Well, guess what? It gave back exactly the answer that I would be grading as an A answer. And I’m asking myself, “Well, this is pretty fantastic.” And then, I went back to see some of the students’ responses. I don’t know how to say this all Oliver, but some of them were eerily similar to ChatGPT. So, either I have wonderful students, and I do have wonderful students, or we are talking about whether or not GPT will affect us, and in fact, Oliver, I think it may already be affecting us, as we speak. So, I don’t know a whole lot about it. I described to you what I do know, and I think it’s a wonderful tool in terms of what it can do.

Oliver Hedgepeth: I hear you loud and clear, and just this week I was on another conference with some professors we were all talking about this AI and how it impacts us. It is quite an interesting problem. You bring up a very good point. It seems like you may be broaching on how this is impacting student learning. What do you feel about that?

Irv Varkonyi: Let me preface that a little bit with what the purpose is for the students to be at our university. Students at our university are already adults. These are not young people who are just graduating high school, these are adults.

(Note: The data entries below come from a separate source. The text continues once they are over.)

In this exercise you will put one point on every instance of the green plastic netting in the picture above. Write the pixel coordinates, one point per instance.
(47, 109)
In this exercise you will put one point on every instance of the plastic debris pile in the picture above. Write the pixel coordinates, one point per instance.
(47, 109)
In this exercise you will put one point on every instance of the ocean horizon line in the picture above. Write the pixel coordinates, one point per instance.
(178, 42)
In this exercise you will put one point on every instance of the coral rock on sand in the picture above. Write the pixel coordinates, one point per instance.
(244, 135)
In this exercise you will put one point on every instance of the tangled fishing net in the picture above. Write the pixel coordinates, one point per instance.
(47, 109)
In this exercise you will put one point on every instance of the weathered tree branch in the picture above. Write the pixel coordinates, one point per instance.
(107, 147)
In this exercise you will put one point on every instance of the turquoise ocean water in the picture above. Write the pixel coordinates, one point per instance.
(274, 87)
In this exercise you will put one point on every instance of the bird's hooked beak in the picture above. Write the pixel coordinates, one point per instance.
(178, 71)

How are they going to learn? Well, a great many of them know a lot, but how will they learn and work in the environment that they’re going to be going into? To answer your question is, what will they be experiencing in that real world? What will they be expected to do?

I think, to an extent, the university has to be closer in approximating what these students can expect. And if part of that expectation in the real world is, if you have a tool like GPT, then let’s use it, whether it can be in a number of areas such as in marketing, in operations, in technology, in risk management, then should we not be encouraging the students to use ChatGPT as a way to respond. And maybe that’s what we’re saying is, how should students respond that will help them once they’ve complete their degree?

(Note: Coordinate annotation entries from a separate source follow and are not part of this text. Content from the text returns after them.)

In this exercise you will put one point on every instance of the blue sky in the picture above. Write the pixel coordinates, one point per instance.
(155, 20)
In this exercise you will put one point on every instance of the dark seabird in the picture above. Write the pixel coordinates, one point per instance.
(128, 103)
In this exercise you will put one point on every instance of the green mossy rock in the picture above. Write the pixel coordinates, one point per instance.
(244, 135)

So, I think we’re going to be asking ourselves, Oliver, to change, or understand whether we’re talking about learning, or we’re talking about a different way for them to achieve their goals.

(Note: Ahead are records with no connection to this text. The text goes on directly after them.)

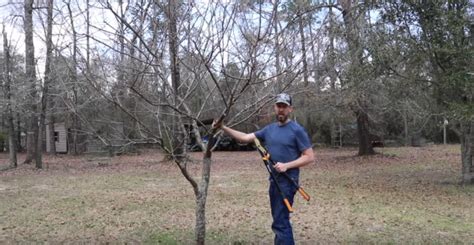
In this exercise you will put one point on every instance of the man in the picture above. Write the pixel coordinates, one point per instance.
(290, 147)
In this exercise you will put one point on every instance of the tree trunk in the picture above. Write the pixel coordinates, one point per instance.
(178, 137)
(47, 82)
(32, 127)
(72, 140)
(201, 202)
(467, 152)
(356, 54)
(8, 109)
(365, 148)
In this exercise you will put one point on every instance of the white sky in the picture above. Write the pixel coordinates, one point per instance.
(11, 20)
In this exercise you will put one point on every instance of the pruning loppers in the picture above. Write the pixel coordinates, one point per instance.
(269, 164)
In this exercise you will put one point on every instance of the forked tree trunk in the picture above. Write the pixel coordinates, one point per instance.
(47, 82)
(32, 127)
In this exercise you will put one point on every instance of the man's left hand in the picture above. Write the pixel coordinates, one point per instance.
(280, 167)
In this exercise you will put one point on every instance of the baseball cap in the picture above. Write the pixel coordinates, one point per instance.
(283, 98)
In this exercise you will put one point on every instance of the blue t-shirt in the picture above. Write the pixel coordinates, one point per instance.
(285, 143)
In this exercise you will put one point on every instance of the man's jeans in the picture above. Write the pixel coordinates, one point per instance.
(281, 216)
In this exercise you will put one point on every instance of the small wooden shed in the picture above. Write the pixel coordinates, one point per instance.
(60, 138)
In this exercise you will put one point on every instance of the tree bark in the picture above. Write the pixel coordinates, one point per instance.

Oliver Hedgepeth: Most interesting, you raised the point that they are going to school, they’re learning technology, they’re learning risk management, they’re learning about supply chain logistics, as you teach them. And they get out, they get their college degree, and they go get a job at a warehouse, at a Walmart, or an engineering firm, a retail firm of some kind.

But what I’ve read in the newspapers recently is that these companies are already using AI, ChatGPT right now. In fact, I was reading in The Wall Street Journal the last couple of weeks how marketing firms are now using ChatGPT to create a marketing ad for a customer. And the results that I’ve read so far is that those companies are using ChatGPT to create, in two or three seconds, a nice ad for this company’s new product. And then, they modify it a little bit, they tweak it here and there, but instead of spending hours and days creating that first line or that photograph, or picture, or drawing, which ChatGPT and other AI technology can develop as well, they go ahead and do that, and call the customer and say, “Oh by the way, I’m ready right now.” And the customer’s like, “You’re not going to call me next week?” “No, I’m ready right now, today.”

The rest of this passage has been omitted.